I am not beautiful. I know this because a damson-faced man in a sad silver Mercedes (circa 1990) called me a fucking wee slag. Fucking wee slags are not beautiful. Especially when they’re the other side of fifty-five. Damson-faced men with concertina-slabbed bellies know a thing or two about beauty. They practically invented it. There they squat in the spill of an autumn morning, their foxy grey y-fronts cutting deep circumspect lines where their waists might have been. Damson-faced men drive with a psoriasis-spun elbow out of the smudged grease of a window that no longer shuts, not even close.

I am not beautiful. I know this because a tall beautiful man I lived with took it upon himself to grab me, to force me up against our kitchen bench, to push so hard my hand, of its own trembling accord, reached around behind me for a knife I knew I couldn’t use. This tall beautiful man had history. Her turquoise violation lingered for days in amongst crisp white sheets and reclaimed hardwood floorboards.

I am not beautiful. I know this because a shorter beautiful man with skin woven from chitins grew bored of our planned life together, ending it after a scramble of life decisions already made and briskly undone. Still, this shorter beautiful man continued to play me a bit-part, pulling my knee-strings, indispensable for walking, How those of us who are now ugly clamour for a nod or a touch from those who remain beautiful, refuting the adage that beauty is only skin deep, how can it be when they have everything and we have nothing?

I am not beautiful.
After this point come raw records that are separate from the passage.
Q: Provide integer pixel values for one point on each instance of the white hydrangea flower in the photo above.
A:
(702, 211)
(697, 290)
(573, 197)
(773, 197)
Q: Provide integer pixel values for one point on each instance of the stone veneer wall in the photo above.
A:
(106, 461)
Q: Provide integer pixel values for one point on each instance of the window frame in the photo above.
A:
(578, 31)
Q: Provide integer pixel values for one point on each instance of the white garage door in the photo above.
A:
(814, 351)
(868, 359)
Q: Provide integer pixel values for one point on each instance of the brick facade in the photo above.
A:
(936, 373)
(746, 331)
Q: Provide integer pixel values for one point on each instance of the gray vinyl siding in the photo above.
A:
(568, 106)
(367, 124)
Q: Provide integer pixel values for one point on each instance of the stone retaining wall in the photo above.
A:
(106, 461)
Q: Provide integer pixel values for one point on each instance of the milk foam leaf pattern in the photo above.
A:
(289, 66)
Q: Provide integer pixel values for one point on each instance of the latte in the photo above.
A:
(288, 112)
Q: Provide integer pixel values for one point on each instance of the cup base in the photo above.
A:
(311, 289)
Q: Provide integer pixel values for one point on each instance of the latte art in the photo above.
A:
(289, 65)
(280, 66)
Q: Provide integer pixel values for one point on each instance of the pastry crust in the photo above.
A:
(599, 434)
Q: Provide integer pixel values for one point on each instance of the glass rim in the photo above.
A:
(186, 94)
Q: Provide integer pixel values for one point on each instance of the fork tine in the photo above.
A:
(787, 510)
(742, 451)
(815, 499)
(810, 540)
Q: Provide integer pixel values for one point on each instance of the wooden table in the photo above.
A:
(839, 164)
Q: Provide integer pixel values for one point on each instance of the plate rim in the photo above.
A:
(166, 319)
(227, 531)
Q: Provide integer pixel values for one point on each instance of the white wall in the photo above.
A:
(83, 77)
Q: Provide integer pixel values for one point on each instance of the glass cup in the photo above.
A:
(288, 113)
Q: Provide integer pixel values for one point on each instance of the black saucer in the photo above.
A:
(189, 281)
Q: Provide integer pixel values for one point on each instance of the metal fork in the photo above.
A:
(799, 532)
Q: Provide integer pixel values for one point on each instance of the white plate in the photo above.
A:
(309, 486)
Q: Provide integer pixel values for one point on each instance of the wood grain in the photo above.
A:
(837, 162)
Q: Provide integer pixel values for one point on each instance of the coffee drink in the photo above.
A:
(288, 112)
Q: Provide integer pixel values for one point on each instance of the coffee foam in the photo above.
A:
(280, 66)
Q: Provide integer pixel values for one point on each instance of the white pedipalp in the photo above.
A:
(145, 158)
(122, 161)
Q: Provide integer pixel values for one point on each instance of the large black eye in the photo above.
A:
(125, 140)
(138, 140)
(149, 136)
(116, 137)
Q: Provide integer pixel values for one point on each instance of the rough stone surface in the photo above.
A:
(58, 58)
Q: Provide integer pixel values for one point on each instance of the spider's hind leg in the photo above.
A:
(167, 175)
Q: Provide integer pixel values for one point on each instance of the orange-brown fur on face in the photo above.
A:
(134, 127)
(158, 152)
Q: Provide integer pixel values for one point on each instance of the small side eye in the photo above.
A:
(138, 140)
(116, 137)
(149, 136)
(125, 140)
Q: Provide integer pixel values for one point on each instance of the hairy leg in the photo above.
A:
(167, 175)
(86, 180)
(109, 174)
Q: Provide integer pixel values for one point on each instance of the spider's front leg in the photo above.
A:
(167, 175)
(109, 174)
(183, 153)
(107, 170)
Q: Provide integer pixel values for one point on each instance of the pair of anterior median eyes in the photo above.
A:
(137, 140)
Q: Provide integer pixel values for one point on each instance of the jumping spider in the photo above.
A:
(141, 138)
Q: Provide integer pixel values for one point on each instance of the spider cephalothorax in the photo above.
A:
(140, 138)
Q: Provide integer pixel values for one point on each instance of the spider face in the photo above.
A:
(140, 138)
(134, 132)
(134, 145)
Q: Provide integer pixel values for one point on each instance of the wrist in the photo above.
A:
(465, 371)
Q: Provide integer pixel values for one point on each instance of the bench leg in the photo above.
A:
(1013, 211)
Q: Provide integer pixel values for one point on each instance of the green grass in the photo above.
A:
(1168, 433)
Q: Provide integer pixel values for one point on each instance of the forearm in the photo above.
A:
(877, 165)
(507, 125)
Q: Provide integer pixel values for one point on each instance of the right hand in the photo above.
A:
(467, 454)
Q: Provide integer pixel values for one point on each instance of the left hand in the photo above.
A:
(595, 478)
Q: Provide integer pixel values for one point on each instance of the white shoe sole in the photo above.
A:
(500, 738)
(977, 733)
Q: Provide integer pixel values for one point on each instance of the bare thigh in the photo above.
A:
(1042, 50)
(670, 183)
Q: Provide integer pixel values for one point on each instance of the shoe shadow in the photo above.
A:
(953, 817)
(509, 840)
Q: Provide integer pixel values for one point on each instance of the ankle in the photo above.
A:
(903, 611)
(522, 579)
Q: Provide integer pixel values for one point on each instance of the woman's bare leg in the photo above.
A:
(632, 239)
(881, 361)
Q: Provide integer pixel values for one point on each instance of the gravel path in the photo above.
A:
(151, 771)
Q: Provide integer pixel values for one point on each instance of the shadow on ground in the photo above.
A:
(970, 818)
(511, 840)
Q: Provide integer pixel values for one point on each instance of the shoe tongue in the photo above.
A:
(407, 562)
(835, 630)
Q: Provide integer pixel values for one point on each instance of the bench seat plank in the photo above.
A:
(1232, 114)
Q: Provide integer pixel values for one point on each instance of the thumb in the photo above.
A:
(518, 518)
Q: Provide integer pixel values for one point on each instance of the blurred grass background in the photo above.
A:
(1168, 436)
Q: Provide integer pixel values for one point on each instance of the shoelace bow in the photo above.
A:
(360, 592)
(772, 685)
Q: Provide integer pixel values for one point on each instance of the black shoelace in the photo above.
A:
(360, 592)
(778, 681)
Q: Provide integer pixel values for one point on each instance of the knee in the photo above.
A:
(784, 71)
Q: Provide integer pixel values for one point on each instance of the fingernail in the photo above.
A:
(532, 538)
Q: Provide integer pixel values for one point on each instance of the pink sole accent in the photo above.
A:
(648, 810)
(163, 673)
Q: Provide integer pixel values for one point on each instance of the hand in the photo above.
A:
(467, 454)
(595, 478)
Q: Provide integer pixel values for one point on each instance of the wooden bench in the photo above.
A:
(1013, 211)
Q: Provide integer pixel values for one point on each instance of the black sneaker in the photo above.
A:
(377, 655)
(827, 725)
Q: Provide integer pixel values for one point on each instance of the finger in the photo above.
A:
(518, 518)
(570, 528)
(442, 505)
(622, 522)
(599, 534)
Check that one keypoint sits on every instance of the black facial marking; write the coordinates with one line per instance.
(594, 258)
I know this because I have a job in a building with a toilet mirror that pitches my lower lip, that punnets my cheeks, that reptants my neck (is that even a word?). Mirrors in shops are liars, we all know that. They groom us and swoon us, shaking us down into frocks we don’t need, careening heels that will murder us on escalators (manslaughter at least). But office mirrors? Are even they in the misogyny game now?